Panelde konuşan Derin Yoksulluk Ağı Kurucusu Hacer Foggo ise 20 yılı aşkın süredir kent yoksulluğu ile ilgilendiğini, ancak hiçbir zaman böyle bir dönem görmediğini dile getirdi. Foggo, "Artık yoksulluk tanımı değişti; çalıştığınız halde yoksullaşıyorsunuz. Emeklisiniz, yoksulsunuz. Çalışıyorsunuz, yine yoksulsunuz. Fabrikada işçisiniz, yoksulsunuz. Hatta beyaz yakalısınız, ama artık beyaz yakalılar bile yoksulluk sınırının altında. Eskiden beyaz yakalılar için yoksul demiyorduk, ancak şu anda özel okul masraflarını karşılamak ya da çocuklarının ihtiyaçlarını gidermek için bile zorlanıyorlar.
EMEKLİLER PAZARA ÇIKMAYA UTANIYOR
Emekliler, pazara çıkmaya utanır hale geldi, ama bu utanmayı da insanlara yükleyen bir sistem var. İnsanların onuruyla oynayan, onları itibarsızlaştıran bir düzen içindeyiz. Kimse artık önümüzdeki yaz hangi tatile gideceğini hayal bile edemiyor. İnsanlar bu hayalleri bile yük olarak görüyor. Eskişehir de dahil olmak üzere birçok şehirde durum aynı. Asgari ücretle kira neredeyse aynı seviyede; üstelik bu kira, 2 odalı bir ev için. İnsanlar, geçimlerini kredi kartları ya da borçlarla sürdürmeye çalışıyorlar. Bu durum, bir döngü halinde devam ediyor.
BU DÖNGÜ DEVAM EDECEK
Beslenme, sadece karın doyurmak değil, sağlıklı beslenmek demektir. Ancak Türkiye’de obezite oranları Dünya Sağlık Örgütü verilerine göre üst sıralarda. Obezite bir zenginlik hastalığı değil, aynı zamanda yetersiz beslenmenin bir sonucudur. İnsanlar bulduklarını yiyor, sağlıksız ve tek tip besleniyorlar. Bu bir döngü; çocuklukta başlayan eşitsizlik, okul çağında derinleşiyor.
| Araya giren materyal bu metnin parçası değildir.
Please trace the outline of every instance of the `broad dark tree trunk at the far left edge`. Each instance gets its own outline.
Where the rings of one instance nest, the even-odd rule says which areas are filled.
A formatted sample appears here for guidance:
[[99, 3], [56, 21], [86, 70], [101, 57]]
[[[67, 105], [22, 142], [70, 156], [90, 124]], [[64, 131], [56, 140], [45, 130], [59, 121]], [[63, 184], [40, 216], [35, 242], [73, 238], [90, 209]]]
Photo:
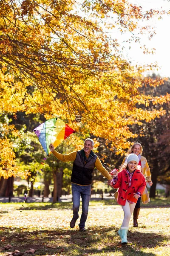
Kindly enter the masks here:
[[14, 196], [14, 177], [8, 177], [8, 179], [4, 179], [4, 177], [0, 178], [0, 196]]

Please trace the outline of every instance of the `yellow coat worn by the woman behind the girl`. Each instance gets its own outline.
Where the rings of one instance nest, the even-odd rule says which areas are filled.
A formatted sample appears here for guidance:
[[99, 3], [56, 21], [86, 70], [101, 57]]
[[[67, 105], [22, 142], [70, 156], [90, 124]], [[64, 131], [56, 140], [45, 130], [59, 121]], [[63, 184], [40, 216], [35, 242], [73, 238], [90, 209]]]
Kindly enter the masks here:
[[[125, 162], [125, 159], [123, 160], [122, 164]], [[143, 173], [143, 175], [146, 177], [146, 181], [149, 182], [149, 181], [152, 181], [151, 180], [151, 174], [150, 174], [150, 168], [149, 168], [149, 165], [147, 163], [147, 160], [145, 157], [142, 157], [141, 156], [141, 167], [142, 167], [142, 170], [141, 172]], [[114, 197], [117, 199], [117, 191], [115, 192], [114, 194]], [[143, 204], [147, 204], [150, 202], [150, 198], [149, 198], [149, 194], [147, 192], [147, 187], [145, 188], [143, 194], [142, 194], [142, 203]]]

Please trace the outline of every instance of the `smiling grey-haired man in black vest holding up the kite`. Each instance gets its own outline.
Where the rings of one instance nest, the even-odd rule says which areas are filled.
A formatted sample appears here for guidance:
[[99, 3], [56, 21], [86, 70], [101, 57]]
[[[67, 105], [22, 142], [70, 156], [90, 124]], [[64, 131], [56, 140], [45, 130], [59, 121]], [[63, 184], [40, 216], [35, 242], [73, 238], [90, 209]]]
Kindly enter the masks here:
[[70, 222], [70, 227], [74, 228], [77, 219], [79, 218], [80, 195], [82, 198], [82, 215], [79, 223], [79, 231], [85, 230], [85, 221], [88, 216], [88, 206], [91, 196], [92, 173], [94, 168], [99, 170], [103, 176], [108, 179], [108, 185], [112, 181], [111, 175], [102, 166], [99, 157], [92, 151], [94, 141], [86, 139], [84, 148], [79, 151], [71, 152], [70, 154], [60, 154], [55, 151], [54, 146], [50, 144], [50, 150], [62, 162], [74, 161], [71, 175], [71, 187], [73, 195], [73, 218]]

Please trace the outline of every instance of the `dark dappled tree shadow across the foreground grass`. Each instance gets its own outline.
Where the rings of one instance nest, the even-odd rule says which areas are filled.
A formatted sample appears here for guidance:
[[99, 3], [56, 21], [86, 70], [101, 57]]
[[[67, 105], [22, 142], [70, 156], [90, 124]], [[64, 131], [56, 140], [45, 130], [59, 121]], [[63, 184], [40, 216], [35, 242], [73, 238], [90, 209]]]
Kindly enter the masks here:
[[[34, 248], [35, 255], [64, 254], [65, 256], [82, 256], [85, 253], [101, 256], [112, 252], [121, 252], [123, 256], [154, 256], [154, 253], [144, 253], [142, 249], [160, 246], [162, 241], [168, 240], [167, 236], [159, 236], [156, 233], [129, 232], [129, 243], [122, 246], [117, 228], [114, 226], [89, 228], [86, 232], [0, 227], [0, 238], [0, 247], [11, 244], [12, 247], [8, 249], [11, 252], [20, 250], [24, 253]], [[5, 252], [3, 251], [2, 255], [5, 255]]]

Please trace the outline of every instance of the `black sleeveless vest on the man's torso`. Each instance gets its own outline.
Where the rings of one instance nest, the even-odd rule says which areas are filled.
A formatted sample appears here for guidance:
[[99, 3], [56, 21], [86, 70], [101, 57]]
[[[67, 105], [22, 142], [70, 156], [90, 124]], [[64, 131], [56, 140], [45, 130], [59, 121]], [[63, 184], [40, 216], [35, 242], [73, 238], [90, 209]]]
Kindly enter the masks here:
[[95, 167], [97, 156], [91, 151], [88, 162], [85, 162], [82, 150], [77, 151], [77, 156], [73, 163], [71, 182], [79, 185], [90, 185], [92, 183], [92, 172]]

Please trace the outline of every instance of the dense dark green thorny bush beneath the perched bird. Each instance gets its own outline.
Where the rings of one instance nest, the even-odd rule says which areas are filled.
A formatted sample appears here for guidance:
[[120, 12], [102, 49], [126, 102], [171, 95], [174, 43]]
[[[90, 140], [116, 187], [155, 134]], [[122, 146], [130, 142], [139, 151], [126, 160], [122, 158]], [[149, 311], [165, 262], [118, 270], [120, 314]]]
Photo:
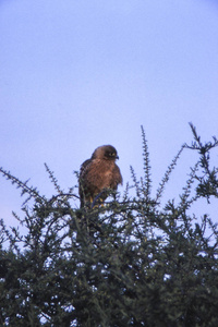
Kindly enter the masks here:
[[[204, 213], [190, 214], [201, 198], [218, 197], [218, 169], [209, 161], [218, 142], [203, 144], [191, 129], [194, 142], [181, 147], [154, 198], [143, 128], [144, 177], [131, 168], [133, 185], [104, 207], [77, 209], [74, 189], [63, 192], [48, 166], [51, 198], [0, 169], [27, 195], [24, 218], [14, 214], [27, 232], [0, 225], [1, 326], [218, 326], [217, 226]], [[199, 159], [179, 204], [160, 203], [190, 149]]]

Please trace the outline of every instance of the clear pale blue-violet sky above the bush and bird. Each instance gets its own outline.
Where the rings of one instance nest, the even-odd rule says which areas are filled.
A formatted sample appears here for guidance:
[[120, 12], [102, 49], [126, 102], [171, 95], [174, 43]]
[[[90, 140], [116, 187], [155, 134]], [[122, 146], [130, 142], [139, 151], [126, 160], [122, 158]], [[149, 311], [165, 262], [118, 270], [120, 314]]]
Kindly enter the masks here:
[[[193, 141], [189, 122], [218, 137], [217, 104], [217, 0], [0, 0], [0, 167], [43, 194], [55, 193], [44, 162], [66, 191], [104, 144], [120, 156], [122, 193], [130, 166], [143, 175], [141, 125], [155, 194]], [[196, 160], [184, 152], [168, 198]], [[0, 218], [16, 226], [23, 199], [2, 177], [0, 198]]]

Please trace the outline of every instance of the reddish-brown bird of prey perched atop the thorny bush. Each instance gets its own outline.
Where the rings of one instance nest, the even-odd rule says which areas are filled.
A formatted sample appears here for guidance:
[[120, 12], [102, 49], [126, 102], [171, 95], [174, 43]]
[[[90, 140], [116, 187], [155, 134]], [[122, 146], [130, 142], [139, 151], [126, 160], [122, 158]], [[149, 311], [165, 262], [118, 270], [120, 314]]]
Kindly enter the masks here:
[[109, 190], [116, 191], [118, 184], [122, 184], [116, 159], [119, 159], [117, 149], [112, 145], [102, 145], [95, 149], [90, 159], [82, 164], [78, 184], [81, 207], [102, 203]]

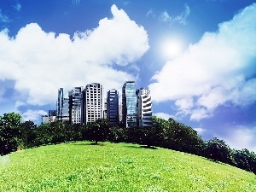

Bu da çocuk işçiliği gibi sorunları beraberinde getiriyor. Ne yazık ki iktidarın yoksullukla ilgili etkin bir sosyal politikası bulunmuyor. Tam aksine, bu yoksulluğu artıran politikalar uygulanıyor. Anne karnında başlayan eşitsizliğe müdahale edilmedikçe, bu döngü büyümeye devam edecek” şeklinde konuştu.